Timing: morning in UK (starting at 9am), which is late afternoon in Hong Kong (4pm), going for about 2.5 hours total each day. We are hoping for either 2 or 3 sessions per day (roughly 45-50 min per session, with short breaks between each one). (Note: we are hoping this timing could work for people in Israel to participate).

Monday April 26

Session 1
. David Enoch, Hebrew U. Law/Philosophy, 9am-9:50am UK. Prerecorded talk, live q&a .

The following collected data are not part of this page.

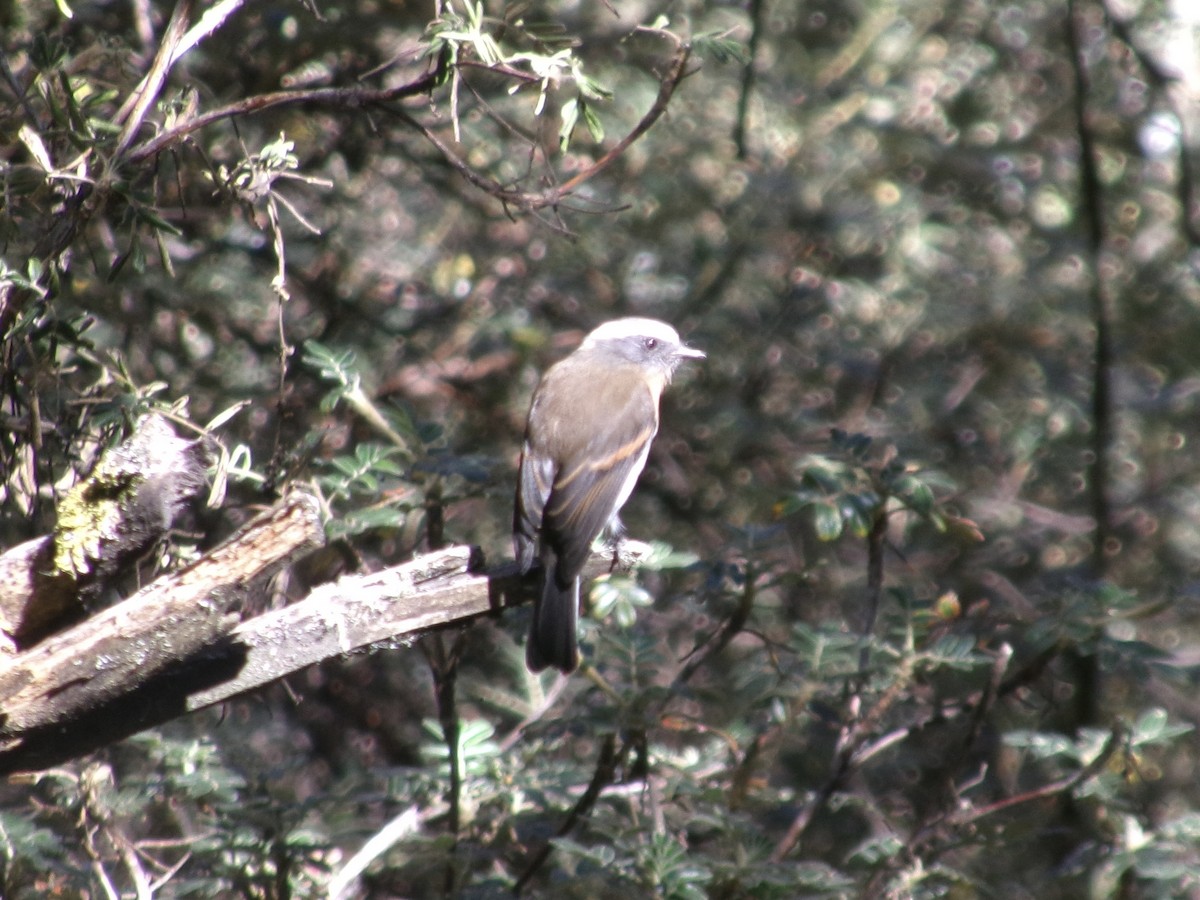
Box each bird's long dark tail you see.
[526,566,579,673]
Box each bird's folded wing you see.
[543,388,658,581]
[514,450,554,571]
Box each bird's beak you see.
[676,341,706,360]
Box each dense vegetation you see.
[2,0,1200,896]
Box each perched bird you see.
[514,318,705,673]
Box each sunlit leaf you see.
[812,498,844,541]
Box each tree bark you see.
[0,483,648,774]
[0,414,210,651]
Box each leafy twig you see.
[913,719,1128,844]
[513,732,630,895]
[674,558,755,686]
[127,66,448,165]
[383,32,693,216]
[770,658,915,862]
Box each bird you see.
[514,317,705,673]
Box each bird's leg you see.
[602,516,626,571]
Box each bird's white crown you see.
[580,317,682,349]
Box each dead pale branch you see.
[0,489,324,768]
[0,491,649,773]
[0,415,210,652]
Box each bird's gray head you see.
[579,318,705,376]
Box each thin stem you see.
[1066,0,1115,580]
[1066,0,1113,728]
[513,733,628,895]
[734,0,764,158]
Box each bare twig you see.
[863,507,887,636]
[675,558,755,685]
[113,0,193,157]
[328,806,433,900]
[556,33,693,198]
[513,732,630,895]
[963,642,1014,752]
[734,0,764,158]
[496,675,572,752]
[770,659,914,862]
[383,34,693,215]
[168,0,247,70]
[0,49,39,125]
[421,627,468,894]
[79,762,154,900]
[913,719,1128,843]
[127,68,447,164]
[1067,0,1115,580]
[1066,0,1113,727]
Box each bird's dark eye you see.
[643,337,658,350]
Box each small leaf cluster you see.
[425,0,612,151]
[302,340,490,544]
[780,429,965,542]
[0,732,337,899]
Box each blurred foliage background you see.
[2,0,1200,896]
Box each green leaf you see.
[302,340,359,384]
[326,506,407,540]
[0,812,64,868]
[575,72,612,102]
[1004,730,1076,759]
[831,428,873,458]
[694,32,750,66]
[791,622,863,676]
[639,541,700,570]
[558,97,580,153]
[582,101,605,143]
[798,455,847,493]
[204,400,250,432]
[841,493,876,537]
[590,574,653,626]
[812,498,844,541]
[1130,708,1193,746]
[134,203,184,236]
[893,473,935,516]
[551,837,617,867]
[847,834,903,866]
[923,634,985,670]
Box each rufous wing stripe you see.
[552,423,655,492]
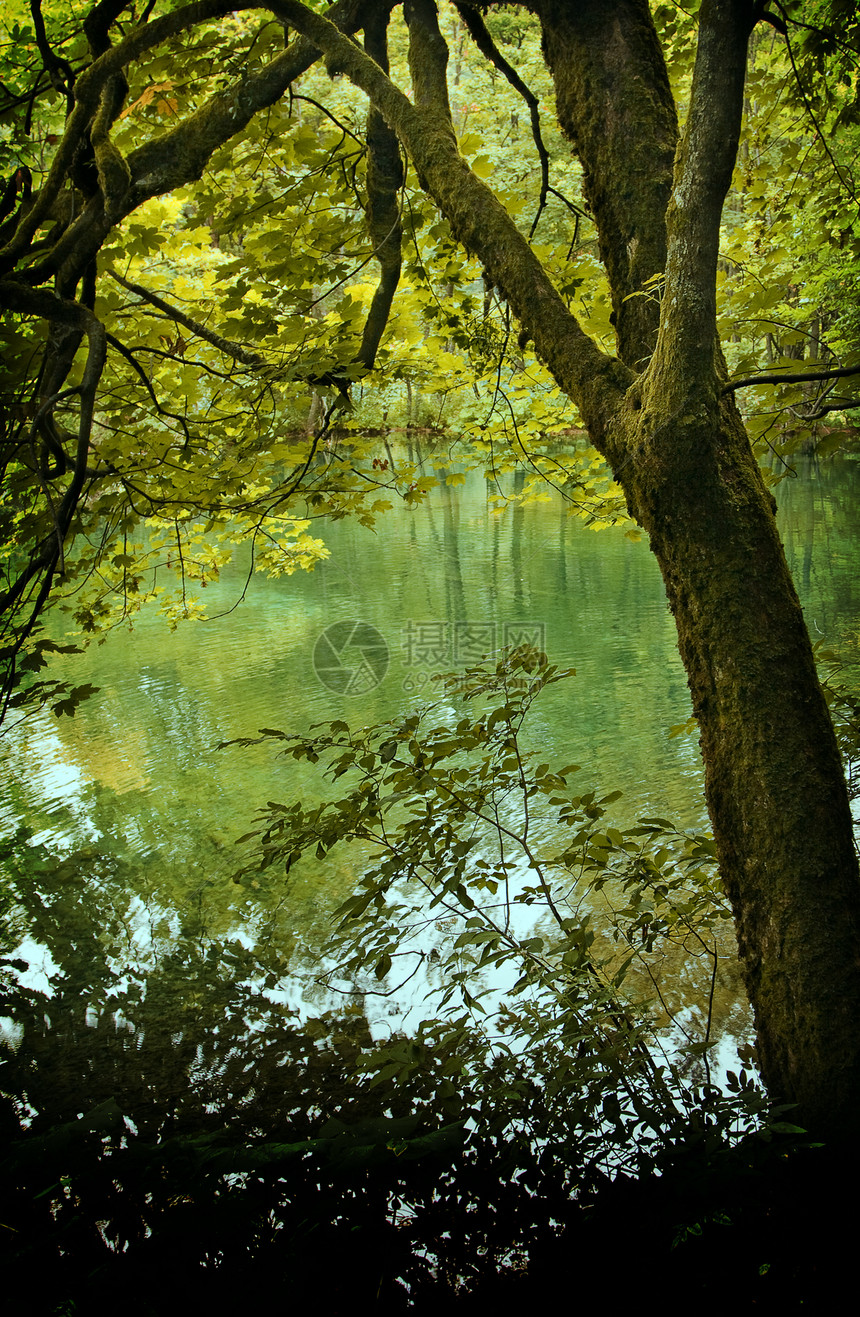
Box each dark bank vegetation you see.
[3,648,860,1310]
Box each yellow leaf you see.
[119,81,176,119]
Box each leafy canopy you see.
[0,0,858,725]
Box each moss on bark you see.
[621,381,860,1137]
[532,0,677,368]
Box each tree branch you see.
[454,3,587,241]
[0,1,245,274]
[29,0,76,109]
[653,0,752,400]
[0,165,32,228]
[123,4,364,206]
[778,4,860,210]
[791,399,860,421]
[106,270,265,367]
[80,3,133,230]
[275,0,631,454]
[16,0,365,289]
[356,3,404,372]
[404,0,454,122]
[723,363,860,393]
[84,0,134,58]
[105,332,197,445]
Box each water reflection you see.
[777,454,860,640]
[2,452,859,1087]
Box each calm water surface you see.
[2,452,859,1056]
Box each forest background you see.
[1,0,860,1310]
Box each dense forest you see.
[1,1,860,1310]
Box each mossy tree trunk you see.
[280,0,860,1139]
[541,0,860,1138]
[628,384,860,1139]
[536,0,677,369]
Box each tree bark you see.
[533,0,677,369]
[564,0,860,1138]
[627,388,860,1139]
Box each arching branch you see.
[723,363,860,393]
[454,2,587,240]
[106,270,265,367]
[0,1,244,274]
[14,0,366,290]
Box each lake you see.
[1,449,859,1101]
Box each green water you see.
[1,452,859,1058]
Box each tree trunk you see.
[528,0,860,1137]
[624,386,860,1138]
[535,0,677,369]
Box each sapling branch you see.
[29,0,76,109]
[453,2,587,240]
[724,363,860,393]
[106,271,264,367]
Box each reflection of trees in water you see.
[0,866,625,1314]
[1,823,392,1146]
[1,922,364,1141]
[511,467,526,613]
[0,924,483,1311]
[776,456,860,636]
[556,501,568,594]
[438,476,467,623]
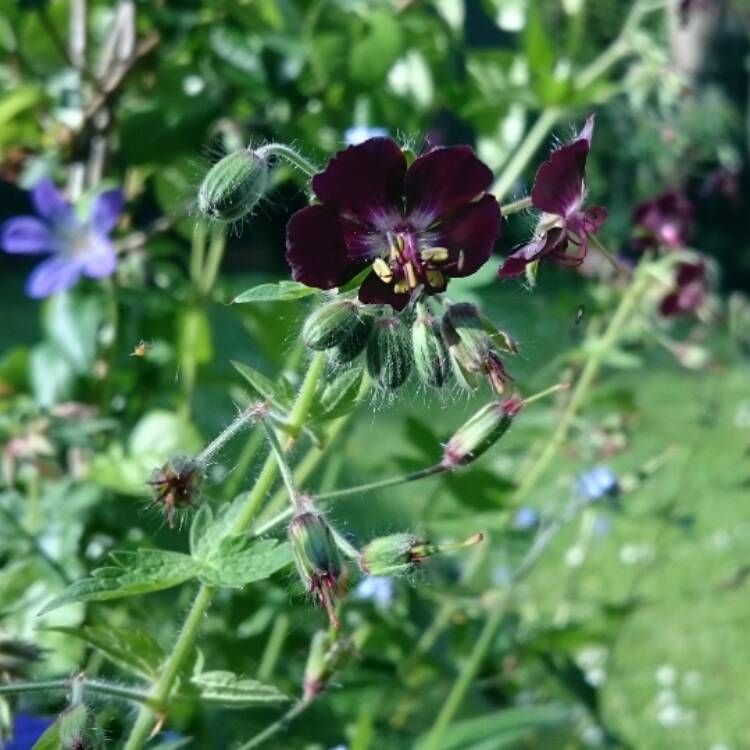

Topic/Title. Politics and Suffering.

Abstract. Political philosophy should focus not on uplifting ideals, but rather, so I argue, on minimizing of serious suffering. This is so not because other things do not ultimately matter (they do), but rather because in the political context the stakes in terms of suffering are usually extremely high, so that any other considerations are almost always outweighed. Put in moderately deontological terms: the high stakes carry most political decisions across the thresholds of the relevant deontological constraints.

While the argument is substantive rather than exegetical, I engage in detail Judith Shklar’s Liberalism of Fear. I share with Shklar her pessimistic starting point, but I also show how a focus on suffering (rather than cruelty and fear) is what plausibly follows from such a starting point. I then pursue the implications of this difference – they are theoretically profound, but perhaps less significant practically.

20 minute break

Session 2. Mona Simion, Glasgow Philosophy, 10:10am-11am UK. Pre-record, live q&a.
Topic/Title. Engineering Voting.

Tuesday April 27

Session 3. Joseph Chan, University of Hong Kong 9am-9:50am UK. Pre-read, live q&a.

Topic/Title. Is Popular Sovereignty A Useful Myth?

20 minute break

Session 4. Matthieu Queloz, Oxford Philosophy, 10:10am-11am UK. Pre-read, live q&a .

Title/Topic. Dworkin, Williams, and the Conceptual Integrity Debate.